Nearly all the police officers he cites in the book are described as close friends, which reflect both the book's strength and weakness. Miller and his collaborators, Michael Stone ("The Gangbusters") and Chris Mitchell ("The Crime Fighter") basically are New York police reporters who treat Sept. 11 as the biggest crime story of our time, bigger than even John Gotti.

The book's heroes, and apparently its prime sources, are former FBI agents and New York police officers whose efforts on the Joint Terrorism Task Force often were compromised by cautious supervisors and bureaucratic rivalries.

A bigger problem is a question of trust. The authors use second- or third-hand information but write about events as if they had been there. It makes for dramatic narrative but questionable accuracy.

Their sources are often vague. "According to some reports," they write or "the theory goes," without indicating whose reports or theories. They say the U.S. Capitol was the target of United Flight 93 that crashed in Pennsylvania without a hint of how they know that.

Some of their fact-checking is sloppy. New York Fire Department Chaplain Mychal Judge wasn't killed by a falling body as initially was reported and which they repeat in the book. He died of a heart attack in the World Trade Center lobby. They have 46 people aboard Flight 93. After the early confusion, authorities said there were 44.

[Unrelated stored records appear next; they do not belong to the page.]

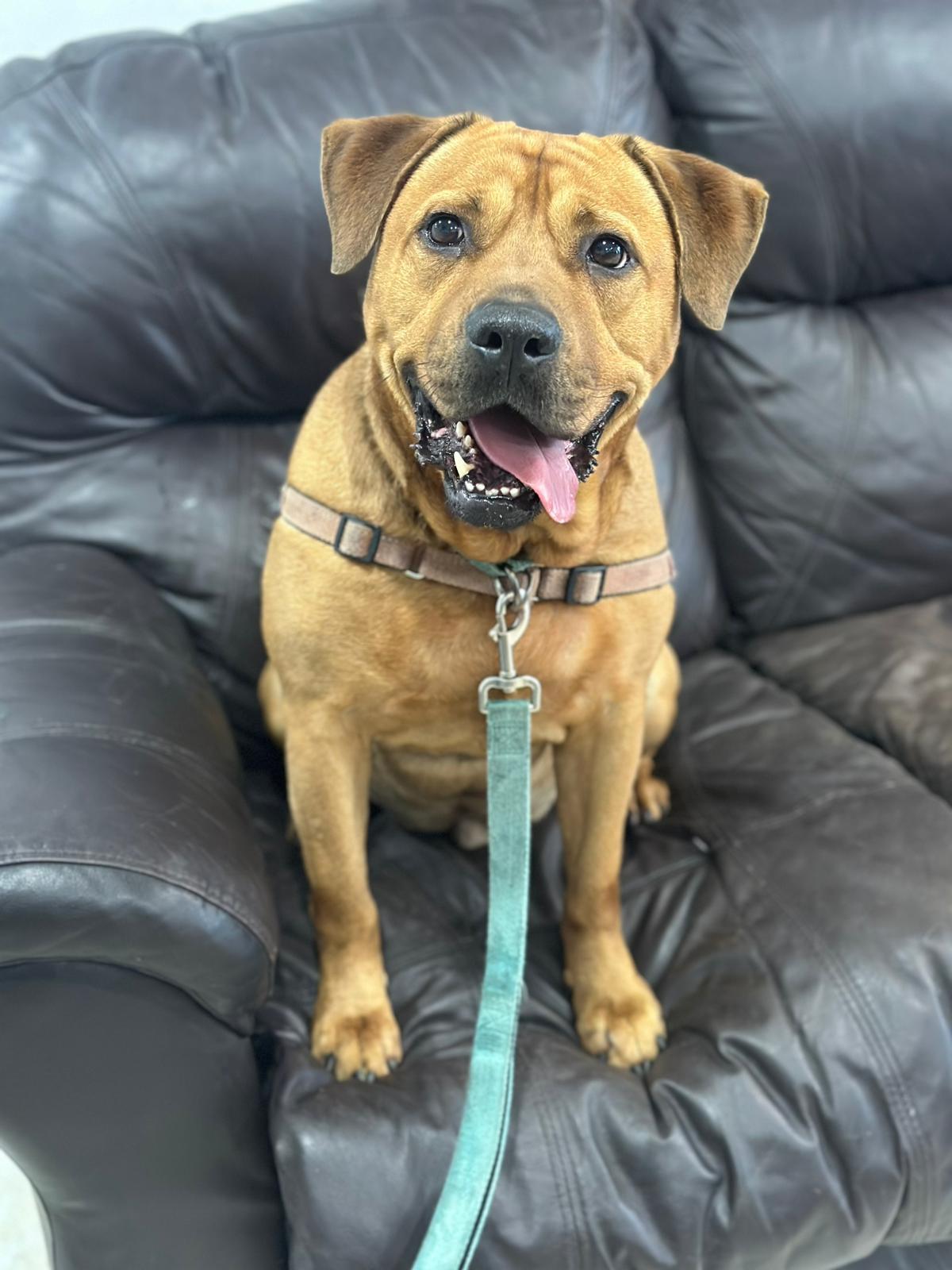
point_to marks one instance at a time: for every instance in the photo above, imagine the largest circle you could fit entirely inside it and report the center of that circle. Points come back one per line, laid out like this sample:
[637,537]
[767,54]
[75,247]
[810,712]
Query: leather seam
[560,1175]
[27,852]
[109,733]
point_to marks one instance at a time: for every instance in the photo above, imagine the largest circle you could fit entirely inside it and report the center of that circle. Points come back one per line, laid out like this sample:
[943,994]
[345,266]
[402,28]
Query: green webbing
[499,571]
[463,1203]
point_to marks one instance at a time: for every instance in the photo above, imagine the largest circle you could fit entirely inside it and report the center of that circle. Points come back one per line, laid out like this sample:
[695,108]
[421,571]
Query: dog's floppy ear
[363,165]
[716,217]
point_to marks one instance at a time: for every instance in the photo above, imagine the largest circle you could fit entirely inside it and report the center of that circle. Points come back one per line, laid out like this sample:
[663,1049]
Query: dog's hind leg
[272,698]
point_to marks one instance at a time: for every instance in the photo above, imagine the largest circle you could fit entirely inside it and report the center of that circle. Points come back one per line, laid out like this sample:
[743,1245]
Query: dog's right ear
[365,164]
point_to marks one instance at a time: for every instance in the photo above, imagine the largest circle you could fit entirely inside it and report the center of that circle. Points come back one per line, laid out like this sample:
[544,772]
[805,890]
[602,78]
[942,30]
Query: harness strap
[463,1203]
[363,543]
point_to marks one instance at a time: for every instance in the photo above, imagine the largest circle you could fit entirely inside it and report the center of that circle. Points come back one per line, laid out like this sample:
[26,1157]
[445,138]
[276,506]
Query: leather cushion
[801,1113]
[124,833]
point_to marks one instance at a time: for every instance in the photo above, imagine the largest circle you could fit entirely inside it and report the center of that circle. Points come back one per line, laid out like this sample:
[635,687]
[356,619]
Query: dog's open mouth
[498,469]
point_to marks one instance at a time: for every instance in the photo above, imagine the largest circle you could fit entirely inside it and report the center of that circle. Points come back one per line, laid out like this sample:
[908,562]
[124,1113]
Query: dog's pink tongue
[541,463]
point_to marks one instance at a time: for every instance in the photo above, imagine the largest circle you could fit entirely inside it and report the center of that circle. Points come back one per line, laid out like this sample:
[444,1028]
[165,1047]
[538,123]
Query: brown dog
[528,285]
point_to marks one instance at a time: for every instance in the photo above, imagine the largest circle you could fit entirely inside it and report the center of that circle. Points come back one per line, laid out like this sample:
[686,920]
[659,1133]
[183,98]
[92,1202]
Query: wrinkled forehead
[501,175]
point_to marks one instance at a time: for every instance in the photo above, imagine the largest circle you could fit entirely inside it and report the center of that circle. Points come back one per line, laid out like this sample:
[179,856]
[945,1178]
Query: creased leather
[886,677]
[124,833]
[820,413]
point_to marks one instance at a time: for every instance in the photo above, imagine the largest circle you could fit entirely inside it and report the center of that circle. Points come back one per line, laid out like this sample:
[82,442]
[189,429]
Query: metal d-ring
[511,594]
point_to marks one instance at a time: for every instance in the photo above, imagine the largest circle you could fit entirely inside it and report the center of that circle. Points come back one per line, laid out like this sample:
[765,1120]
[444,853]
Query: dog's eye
[444,230]
[608,252]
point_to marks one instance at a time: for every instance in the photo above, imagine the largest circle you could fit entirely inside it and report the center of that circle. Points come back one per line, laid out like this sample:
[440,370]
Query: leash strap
[463,1203]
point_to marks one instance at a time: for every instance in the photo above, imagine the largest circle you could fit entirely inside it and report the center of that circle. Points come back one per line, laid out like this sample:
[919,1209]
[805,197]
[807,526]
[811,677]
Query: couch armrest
[124,832]
[885,677]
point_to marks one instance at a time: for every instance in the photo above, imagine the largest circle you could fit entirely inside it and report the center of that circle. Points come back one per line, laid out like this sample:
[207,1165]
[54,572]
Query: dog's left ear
[716,217]
[365,163]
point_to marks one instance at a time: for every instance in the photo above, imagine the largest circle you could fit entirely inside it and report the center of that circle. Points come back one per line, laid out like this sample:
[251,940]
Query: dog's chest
[428,677]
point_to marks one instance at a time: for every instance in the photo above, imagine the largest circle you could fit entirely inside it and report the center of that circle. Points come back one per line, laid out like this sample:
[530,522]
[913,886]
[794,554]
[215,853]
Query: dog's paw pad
[365,1045]
[626,1032]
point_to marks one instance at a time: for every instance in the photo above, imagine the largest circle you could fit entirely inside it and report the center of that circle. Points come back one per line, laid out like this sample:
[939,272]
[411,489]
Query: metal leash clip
[511,594]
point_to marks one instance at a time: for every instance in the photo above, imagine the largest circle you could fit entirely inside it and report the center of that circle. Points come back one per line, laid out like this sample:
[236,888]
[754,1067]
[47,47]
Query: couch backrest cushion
[823,413]
[168,309]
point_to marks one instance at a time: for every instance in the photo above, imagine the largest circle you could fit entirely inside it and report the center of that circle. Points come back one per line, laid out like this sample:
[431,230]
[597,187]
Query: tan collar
[366,544]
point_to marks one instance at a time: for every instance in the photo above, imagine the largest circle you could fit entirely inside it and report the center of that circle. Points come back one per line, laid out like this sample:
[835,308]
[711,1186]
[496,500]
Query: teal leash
[465,1200]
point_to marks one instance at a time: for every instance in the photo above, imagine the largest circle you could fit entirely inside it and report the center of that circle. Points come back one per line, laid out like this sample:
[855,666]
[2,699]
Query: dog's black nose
[513,337]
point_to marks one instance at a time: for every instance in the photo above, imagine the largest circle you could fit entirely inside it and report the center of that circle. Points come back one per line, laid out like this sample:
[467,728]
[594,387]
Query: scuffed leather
[137,1117]
[886,677]
[793,916]
[124,835]
[820,413]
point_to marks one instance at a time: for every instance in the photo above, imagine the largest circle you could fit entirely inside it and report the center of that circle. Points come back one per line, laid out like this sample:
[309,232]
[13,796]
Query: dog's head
[526,292]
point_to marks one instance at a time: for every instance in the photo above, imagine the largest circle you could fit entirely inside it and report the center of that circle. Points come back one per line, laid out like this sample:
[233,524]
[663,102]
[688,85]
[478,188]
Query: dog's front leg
[329,765]
[616,1011]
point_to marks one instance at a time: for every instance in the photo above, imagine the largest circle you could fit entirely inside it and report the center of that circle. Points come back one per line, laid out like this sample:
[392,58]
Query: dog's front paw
[359,1041]
[626,1028]
[651,798]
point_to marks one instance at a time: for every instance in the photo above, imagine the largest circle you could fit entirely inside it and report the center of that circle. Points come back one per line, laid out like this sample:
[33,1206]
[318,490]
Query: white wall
[33,29]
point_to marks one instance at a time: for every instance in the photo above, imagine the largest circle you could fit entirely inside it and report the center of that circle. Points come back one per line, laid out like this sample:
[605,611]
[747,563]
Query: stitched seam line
[564,1191]
[29,852]
[202,999]
[127,737]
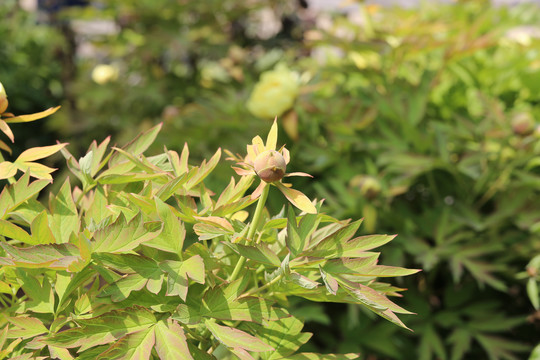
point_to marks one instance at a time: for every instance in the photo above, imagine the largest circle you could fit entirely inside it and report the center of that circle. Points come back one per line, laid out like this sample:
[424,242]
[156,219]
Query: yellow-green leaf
[297,198]
[39,152]
[234,338]
[171,342]
[31,117]
[7,169]
[271,139]
[4,127]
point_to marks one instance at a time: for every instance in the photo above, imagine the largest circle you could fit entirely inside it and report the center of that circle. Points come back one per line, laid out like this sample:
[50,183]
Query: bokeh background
[419,116]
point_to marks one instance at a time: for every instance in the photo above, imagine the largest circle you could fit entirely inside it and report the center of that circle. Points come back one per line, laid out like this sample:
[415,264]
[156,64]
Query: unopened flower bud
[523,124]
[3,99]
[270,166]
[369,186]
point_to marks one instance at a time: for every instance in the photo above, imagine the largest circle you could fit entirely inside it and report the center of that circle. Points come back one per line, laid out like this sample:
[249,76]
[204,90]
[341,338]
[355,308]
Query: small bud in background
[369,186]
[103,74]
[275,93]
[523,124]
[3,99]
[270,166]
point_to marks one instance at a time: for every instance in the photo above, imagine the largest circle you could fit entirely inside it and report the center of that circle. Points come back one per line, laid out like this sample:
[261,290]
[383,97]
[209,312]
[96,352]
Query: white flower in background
[103,74]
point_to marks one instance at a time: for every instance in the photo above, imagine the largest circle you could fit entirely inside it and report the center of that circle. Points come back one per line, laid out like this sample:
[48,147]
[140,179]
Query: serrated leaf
[302,280]
[171,238]
[295,244]
[65,219]
[234,191]
[179,273]
[4,127]
[36,170]
[204,170]
[59,353]
[122,237]
[14,195]
[260,253]
[171,342]
[297,198]
[217,305]
[104,329]
[12,231]
[271,139]
[121,289]
[138,145]
[97,211]
[333,244]
[134,346]
[41,232]
[7,169]
[40,292]
[313,356]
[234,338]
[39,153]
[329,281]
[52,256]
[31,117]
[26,327]
[284,335]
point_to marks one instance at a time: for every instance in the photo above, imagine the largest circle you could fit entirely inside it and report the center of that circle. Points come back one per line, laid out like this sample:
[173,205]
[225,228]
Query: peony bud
[270,166]
[523,124]
[3,99]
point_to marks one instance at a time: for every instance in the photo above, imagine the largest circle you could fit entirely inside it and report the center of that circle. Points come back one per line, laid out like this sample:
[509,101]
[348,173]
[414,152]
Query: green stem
[252,229]
[265,286]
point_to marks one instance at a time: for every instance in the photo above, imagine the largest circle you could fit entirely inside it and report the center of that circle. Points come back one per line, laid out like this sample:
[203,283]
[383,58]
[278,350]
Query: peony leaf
[31,117]
[134,346]
[284,335]
[271,139]
[7,169]
[171,342]
[4,127]
[234,338]
[39,153]
[297,198]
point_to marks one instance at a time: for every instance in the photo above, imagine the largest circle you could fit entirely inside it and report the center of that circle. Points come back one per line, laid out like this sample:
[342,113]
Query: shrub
[144,261]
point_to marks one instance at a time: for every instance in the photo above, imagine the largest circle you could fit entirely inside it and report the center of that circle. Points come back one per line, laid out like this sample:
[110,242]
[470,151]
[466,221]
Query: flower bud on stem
[252,228]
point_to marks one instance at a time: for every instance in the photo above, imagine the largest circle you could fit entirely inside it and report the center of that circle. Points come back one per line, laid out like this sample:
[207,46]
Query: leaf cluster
[141,261]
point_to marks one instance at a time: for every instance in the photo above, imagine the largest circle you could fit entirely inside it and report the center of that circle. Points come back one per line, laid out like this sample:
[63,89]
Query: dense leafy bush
[144,261]
[430,133]
[423,122]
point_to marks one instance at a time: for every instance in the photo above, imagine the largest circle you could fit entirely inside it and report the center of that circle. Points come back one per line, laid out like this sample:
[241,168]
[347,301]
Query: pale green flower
[103,74]
[275,92]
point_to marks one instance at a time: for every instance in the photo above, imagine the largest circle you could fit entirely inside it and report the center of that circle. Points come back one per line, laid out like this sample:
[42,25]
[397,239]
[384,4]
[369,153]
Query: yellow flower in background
[103,74]
[3,99]
[274,93]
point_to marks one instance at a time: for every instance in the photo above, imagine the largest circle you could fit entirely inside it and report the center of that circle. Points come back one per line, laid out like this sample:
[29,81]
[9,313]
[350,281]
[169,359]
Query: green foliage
[426,127]
[144,261]
[420,121]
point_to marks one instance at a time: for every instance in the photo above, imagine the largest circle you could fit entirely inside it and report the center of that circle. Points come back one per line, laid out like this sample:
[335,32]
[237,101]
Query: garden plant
[421,121]
[141,260]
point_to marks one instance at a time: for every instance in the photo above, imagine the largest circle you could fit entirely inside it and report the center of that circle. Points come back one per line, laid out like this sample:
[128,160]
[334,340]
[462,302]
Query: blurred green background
[423,121]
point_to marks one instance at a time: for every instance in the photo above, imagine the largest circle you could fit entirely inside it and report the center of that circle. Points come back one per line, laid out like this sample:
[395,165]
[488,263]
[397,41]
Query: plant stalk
[252,229]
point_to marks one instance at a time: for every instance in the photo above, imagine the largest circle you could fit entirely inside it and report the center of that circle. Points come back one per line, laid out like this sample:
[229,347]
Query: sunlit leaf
[121,237]
[31,117]
[297,198]
[235,338]
[39,153]
[171,341]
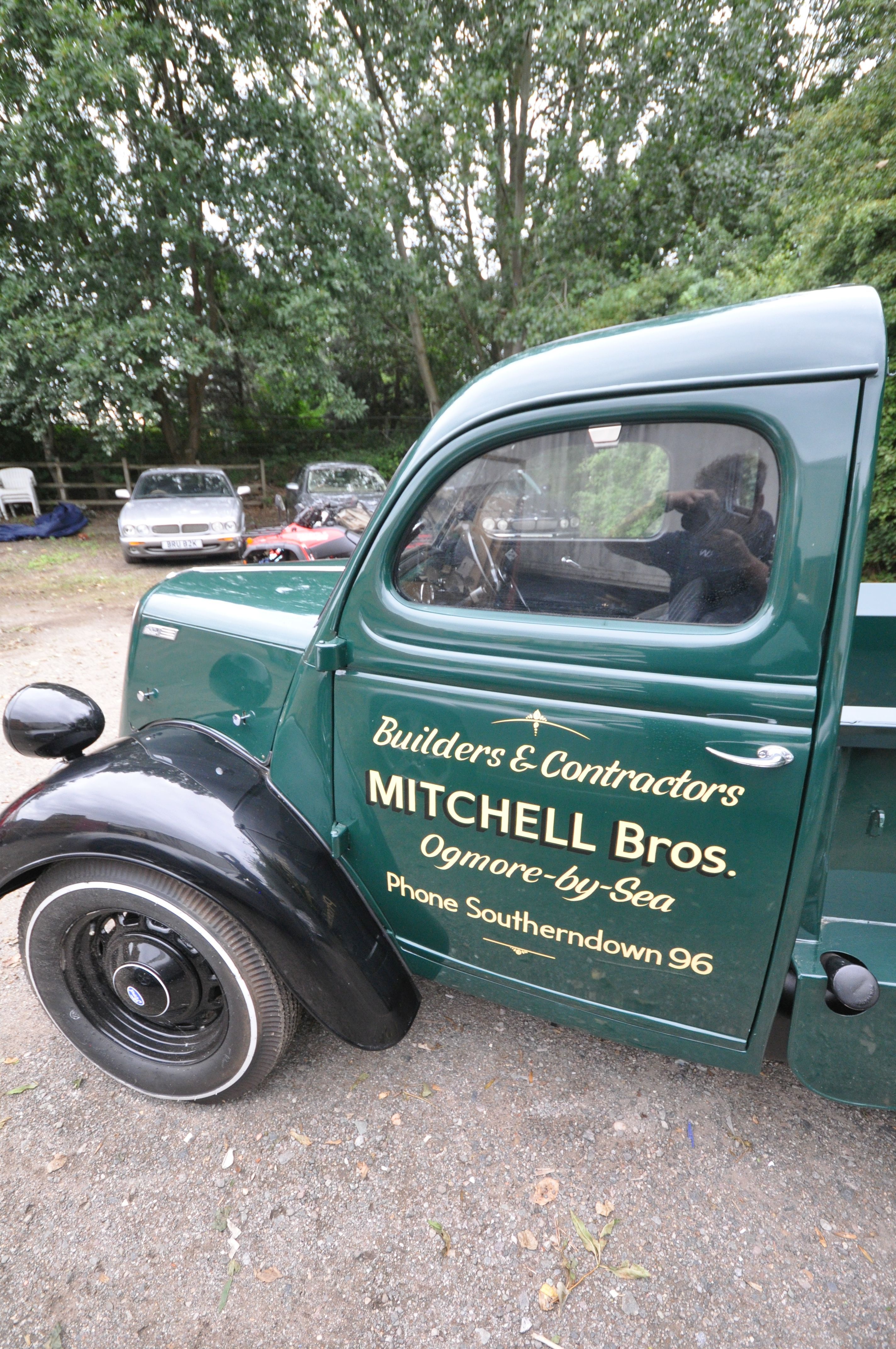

Miller contributes a revealing account of his 1998 interview with Osama bin Laden, who refused to allow an immediate translation, thereby avoiding any follow-up questions. But Miller's first-person, diary-like entries about sharing the anchor desk with Peter Jennings and his reporting scoops call attention to himself, not the story.

Despite flaws, it is s a useful reminder of how terrorists targeted the United States long before Sept. 11. It asks the tough questions, even if its answers seem simplistic.